Privacy Expectations in a High Tech World

Before discussing consumers' privacy experiences on the Net, I want to provide an overview of the legal environment in the U.S. I believe it explains a great deal about the expectations and experiences of Internet users, not to mention their confusion about their rights to privacy.

The United States has taken a sectoral approach to privacy, enacting laws that apply to specific industries and practices. Examples are:

• the Fair Credit Reporting Act of 1970
• the Privacy Act of 1974
• the Cable Communications Policy Act of 1984
• the Electronic Communications Privacy Act of 1986,
• the Video Privacy Protection Act of 1988
• the Telephone Consumer Protection Act of 1991
• the Drivers Privacy Protection Act of 1994
• and more recently, the Children's Online Privacy Protection Act of 1998.

This patchwork approach is in contrast to the European nations, Canada, Australia, New Zealand, and Hong Kong. These countries have enacted omnibus data protection laws covering the full spectrum of uses of personally identifiable information. In some countries, these laws encompass both the private and public sectors. Others at this summit will discuss the European Union's Privacy Directive and the protracted struggle between the EU and the U.S. regarding the adequacy of our privacy protection laws for the purpose of transmitting their citizens' data to the U.S.

From my perspective as a consumer advocate, the sectoral approach has left large gaps where there is little to no protection for individuals.

• There is little regulation of the direct marketing industry's use of personal information, for example, with the limited exception of the telemarketing bill, the Telephone Consumer Protection Act.
• We have no federal law protecting the confidentiality of medical records, although the Department of Health and Human Services has been mandated by a federal law to develop regulations for electronic records. These are currently under review and are quite controversial.
• The Cable Act of 1984 includes a fairly good privacy protection section. But the question now is whether it covers data collection by cable companies that offer cable modems and Internet Service Provider services.
• The Fair Credit Reporting Act of 1970 comes the closest to a robust privacy protection law. It enables individuals to have access to their own data profile. They have a right to learn who has accessed their files. And there are restrictions on who can obtain credit reports. Yet this law, too, is limited.
• A more recent example of a robust privacy law is the Children's Online Protection Act of 1998.

What are the impacts on consumers of this sectoral, or patchwork, approach spanning the past 30 years?

• One is consumer confusion. It's a complicated picture. The Privacy Rights Clearinghouse has published 22 guides and a 300-page book telling consumers where they do and do not have protection. Yet we've nowhere near covered the waterfront. I'll revisit the theme of confusion later.
• Another result of the sectoral approach is the absence of cues in the marketplace - little to no disclosure of what is done with personal information and what consumers can do to exert some control. Remember, I am talking about the offline world here. To borrow a term from the European Union, there is little to no transparency of information practices.
• A further result of the patchwork approach to U.S. privacy protection is that industry has now experienced a long history of having virtually free rein over the use of consumer data. The ability to capture and use information from individuals without getting their permission has become the norm.

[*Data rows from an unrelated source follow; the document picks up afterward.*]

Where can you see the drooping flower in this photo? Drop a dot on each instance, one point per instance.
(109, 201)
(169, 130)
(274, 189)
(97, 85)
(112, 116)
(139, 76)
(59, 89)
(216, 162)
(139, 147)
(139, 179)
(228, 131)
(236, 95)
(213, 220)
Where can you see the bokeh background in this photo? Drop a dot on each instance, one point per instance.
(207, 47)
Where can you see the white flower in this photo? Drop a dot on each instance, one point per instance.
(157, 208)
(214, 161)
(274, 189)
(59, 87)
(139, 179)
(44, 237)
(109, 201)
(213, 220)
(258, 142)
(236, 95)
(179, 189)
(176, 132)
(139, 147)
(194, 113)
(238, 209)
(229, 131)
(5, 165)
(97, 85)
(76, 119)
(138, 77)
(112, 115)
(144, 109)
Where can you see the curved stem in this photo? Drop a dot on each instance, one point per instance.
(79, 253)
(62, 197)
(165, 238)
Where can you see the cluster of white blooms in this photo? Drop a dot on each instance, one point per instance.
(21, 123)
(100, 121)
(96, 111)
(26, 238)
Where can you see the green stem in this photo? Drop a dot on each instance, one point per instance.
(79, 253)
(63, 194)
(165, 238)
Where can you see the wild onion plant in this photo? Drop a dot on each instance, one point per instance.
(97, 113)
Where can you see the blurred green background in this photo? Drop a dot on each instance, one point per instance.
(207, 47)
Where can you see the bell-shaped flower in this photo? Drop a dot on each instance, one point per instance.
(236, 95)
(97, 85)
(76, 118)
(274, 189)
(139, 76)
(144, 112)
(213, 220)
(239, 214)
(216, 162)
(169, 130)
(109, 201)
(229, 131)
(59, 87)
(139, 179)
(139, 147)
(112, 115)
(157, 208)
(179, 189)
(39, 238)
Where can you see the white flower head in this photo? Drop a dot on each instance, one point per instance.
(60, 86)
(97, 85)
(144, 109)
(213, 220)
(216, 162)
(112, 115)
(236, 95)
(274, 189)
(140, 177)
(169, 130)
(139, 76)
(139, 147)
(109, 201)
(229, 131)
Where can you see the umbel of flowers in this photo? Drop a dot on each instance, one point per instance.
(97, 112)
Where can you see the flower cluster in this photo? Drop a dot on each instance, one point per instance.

Let me bring in the notion of opt-in versus opt-out at this point, because it will no doubt be discussed further at this symposium. Opt-in is the standard whereby the entity that gathers information from individuals assumes that it cannot disclose it or use it for secondary purposes without first getting permission from those individuals. Opt-out is the situation where the information-gathering entity can further use and disclose the information by default until such time as the individual says "no."

Opt out has become the norm in the U.S. To illustrate, let me read you a quote from a recent Wall Street Journal article in which the Direct Marketing Association laments the decision by the U.S. Supreme Court, letting stand the federal Driver's Privacy Protection Act. This law requires states to enable drivers to give consent before their DMV data is used for other purposes. The direct marketing industry has used such data for decades as the source of mailing lists and demographic information.

Here's what DMA said to the Wall Street Journal about this law. It is "death to us... If you can't use information about a person without permission, that generally means you're not going to have a list of any great substance." [Robert S. Greenberger, "Mass Marketers Say High Court Ruling Will Boost Costs, Mean More Junk Mail," Wall Street Journal, January 18, 2000.]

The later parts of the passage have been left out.